RMBS divestment process

15 June 2015

The AOFM bought large chunks of RMBS after the GFC, in effect to support the banking system when banks needed capital and the market for RMBS was shaky. The market for RMBS has been stable for some time but the AOFM auction will test that support as it plans to auction each month a volume of between $300m and $500m of RMBS until it has sold its entire inventory. The AOFM intends to provide notice of its specific divestment intentions for between five and eight weeks in advance, at the time that notice is provided.


Outlook downgrades for BHP and Rio

15 June 2015

Fitch downgraded the credit rating outlook for BHP Billiton and Rio Tinto in the light of falling iron ore prices, reaffirmed their ratings at A+ and A- respectively and placed both on negative watch.

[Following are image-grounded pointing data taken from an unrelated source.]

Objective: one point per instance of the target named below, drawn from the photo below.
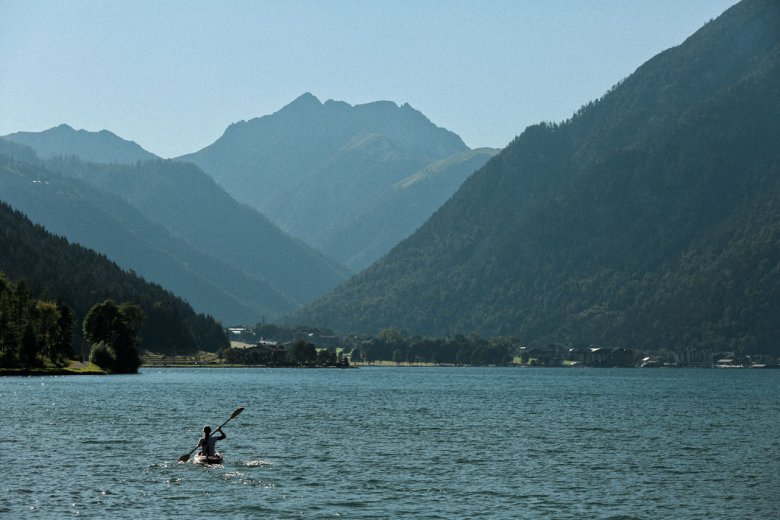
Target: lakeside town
(314, 348)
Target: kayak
(208, 459)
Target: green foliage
(650, 219)
(78, 278)
(103, 355)
(303, 353)
(32, 331)
(116, 327)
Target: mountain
(649, 219)
(189, 205)
(100, 147)
(79, 277)
(107, 223)
(324, 171)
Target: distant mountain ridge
(81, 278)
(108, 224)
(650, 219)
(323, 170)
(100, 147)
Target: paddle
(185, 458)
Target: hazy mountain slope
(651, 218)
(108, 224)
(322, 170)
(64, 141)
(190, 205)
(51, 266)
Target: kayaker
(207, 443)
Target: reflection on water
(396, 442)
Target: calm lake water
(395, 443)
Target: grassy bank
(74, 368)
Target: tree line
(36, 332)
(55, 270)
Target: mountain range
(65, 196)
(51, 267)
(99, 147)
(172, 223)
(351, 181)
(651, 218)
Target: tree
(117, 327)
(303, 353)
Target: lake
(395, 443)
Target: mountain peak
(99, 147)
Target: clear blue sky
(172, 75)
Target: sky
(172, 75)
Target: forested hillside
(53, 268)
(650, 219)
(324, 172)
(107, 223)
(189, 205)
(64, 141)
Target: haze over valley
(645, 219)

More rate cuts in the wind

15 June 2015

Glenn Stevens spoke at an Economic Society of Australia event last week and indicated that the RBA was open to more easing this year. “We remain open to the possibility of further policy easing, if that is, on balance, beneficial for sustainable growth,” he said. “A further fall in the exchange rate, which is not assumed in the forecasts, would add both to growth and prices … If one thinks that such a decline at some point is likely, that constitutes an upside risk. Of course, the list of countries that would prefer a lower exchange rate is a long one and we can’t all have it,” he said.


German bunds sell off sharply

15 June 2015

German bunds sold off sharply last week in the face of new supply and a rosier economic picture. German 10y yields rose 3bps to 0.984%. Twice in the last week yields have approached 1%. ECB officials have so far mentioned that the rise in yields is to be expected, given the rebound in the euro area economic data. The sell-off pushed longer-dated US Treasury yields to their highest since September. The yield on 10y Treasurys hit 2.495%.